The Need for Sexual Health Education
Centers for Disease Control (CDC) data shows that adolescents are more vulnerable to sexually transmitted infections, HIV or unintended pregnancy than any other age group. Young people age 15-24 account for nearly half of the 19 million new sexually transmitted diseases reported each year and approximately 30 percent of teens drop out of school following a pregnancy.
Even though adolescent and teen birth rates have declined across the state and country for almost two decades, in many CMSD schools and areas of Cleveland, birth and HIV/STD rates continue to be alarmingly high. According to a 2017 Center for Community Solutions Report, the teen birth rate in Cleveland is double the rate in Cuyahoga County (54.8 compared with 25.3).

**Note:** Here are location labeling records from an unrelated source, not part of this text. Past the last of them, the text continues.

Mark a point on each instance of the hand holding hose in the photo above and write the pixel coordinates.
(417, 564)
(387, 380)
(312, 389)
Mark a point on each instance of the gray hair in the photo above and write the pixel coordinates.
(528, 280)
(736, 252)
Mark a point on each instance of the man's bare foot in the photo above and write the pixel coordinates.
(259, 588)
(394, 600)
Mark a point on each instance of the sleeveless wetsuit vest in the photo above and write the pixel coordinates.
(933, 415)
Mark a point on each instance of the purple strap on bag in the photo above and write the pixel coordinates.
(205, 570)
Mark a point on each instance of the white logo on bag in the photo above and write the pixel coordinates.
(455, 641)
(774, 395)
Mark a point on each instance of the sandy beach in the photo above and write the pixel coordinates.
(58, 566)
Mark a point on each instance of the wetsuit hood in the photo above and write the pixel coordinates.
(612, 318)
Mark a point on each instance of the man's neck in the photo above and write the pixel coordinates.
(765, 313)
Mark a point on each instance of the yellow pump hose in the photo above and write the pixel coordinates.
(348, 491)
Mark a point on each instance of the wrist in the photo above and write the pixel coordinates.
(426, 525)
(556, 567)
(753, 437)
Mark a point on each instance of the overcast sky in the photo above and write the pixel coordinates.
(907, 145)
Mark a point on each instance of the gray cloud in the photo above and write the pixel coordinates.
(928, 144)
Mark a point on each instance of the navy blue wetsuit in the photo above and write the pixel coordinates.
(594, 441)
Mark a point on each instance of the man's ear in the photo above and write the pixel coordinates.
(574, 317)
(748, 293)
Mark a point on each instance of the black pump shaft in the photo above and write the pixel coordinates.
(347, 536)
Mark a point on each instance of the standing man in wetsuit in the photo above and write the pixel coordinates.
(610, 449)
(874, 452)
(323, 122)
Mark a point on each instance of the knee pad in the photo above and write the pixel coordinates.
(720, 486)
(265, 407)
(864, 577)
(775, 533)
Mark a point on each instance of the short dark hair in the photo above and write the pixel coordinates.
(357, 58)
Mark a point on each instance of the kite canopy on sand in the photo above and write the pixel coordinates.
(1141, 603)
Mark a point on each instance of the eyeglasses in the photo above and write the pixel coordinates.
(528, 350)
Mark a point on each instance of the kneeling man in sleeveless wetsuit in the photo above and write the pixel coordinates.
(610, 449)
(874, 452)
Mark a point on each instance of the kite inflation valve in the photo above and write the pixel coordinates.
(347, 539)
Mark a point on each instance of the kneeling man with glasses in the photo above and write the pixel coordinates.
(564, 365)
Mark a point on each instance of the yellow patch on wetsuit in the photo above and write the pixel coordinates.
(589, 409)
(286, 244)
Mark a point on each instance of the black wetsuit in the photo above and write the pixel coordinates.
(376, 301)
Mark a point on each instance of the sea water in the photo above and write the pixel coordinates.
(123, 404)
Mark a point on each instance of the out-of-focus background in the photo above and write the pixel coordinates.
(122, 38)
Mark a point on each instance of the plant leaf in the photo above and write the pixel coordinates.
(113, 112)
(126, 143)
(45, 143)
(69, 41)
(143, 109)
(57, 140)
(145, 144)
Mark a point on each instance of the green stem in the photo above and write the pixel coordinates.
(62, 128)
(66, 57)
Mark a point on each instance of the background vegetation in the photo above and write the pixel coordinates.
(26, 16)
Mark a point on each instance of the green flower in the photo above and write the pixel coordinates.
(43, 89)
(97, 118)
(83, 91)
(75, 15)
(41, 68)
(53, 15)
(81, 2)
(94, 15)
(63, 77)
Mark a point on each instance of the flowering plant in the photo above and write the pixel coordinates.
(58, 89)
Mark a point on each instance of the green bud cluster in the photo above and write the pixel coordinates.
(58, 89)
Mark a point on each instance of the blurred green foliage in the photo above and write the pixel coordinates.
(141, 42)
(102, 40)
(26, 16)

Across Cleveland, Ohio, and the nation, sexual health risks – including STD/HIV and unplanned pregnancy – are even higher for black youth and sexual minority (LBGTQ) youth.
Comprehensive sexual health education has been shown to delay sexual activity and increase the use of condoms and other contraception for sexually active adolescents (source: Advocates for Youth). Schools can play an important role in sexual health education, especially in HIV/STD and pregnancy prevention. RSBD partners with parents and guardians, healthcare providers and community organizations to empower students with the knowledge and skills to develop healthy relationships and to avoid sexual behaviors that present health risks, including unplanned pregnancy and HIV/STDs.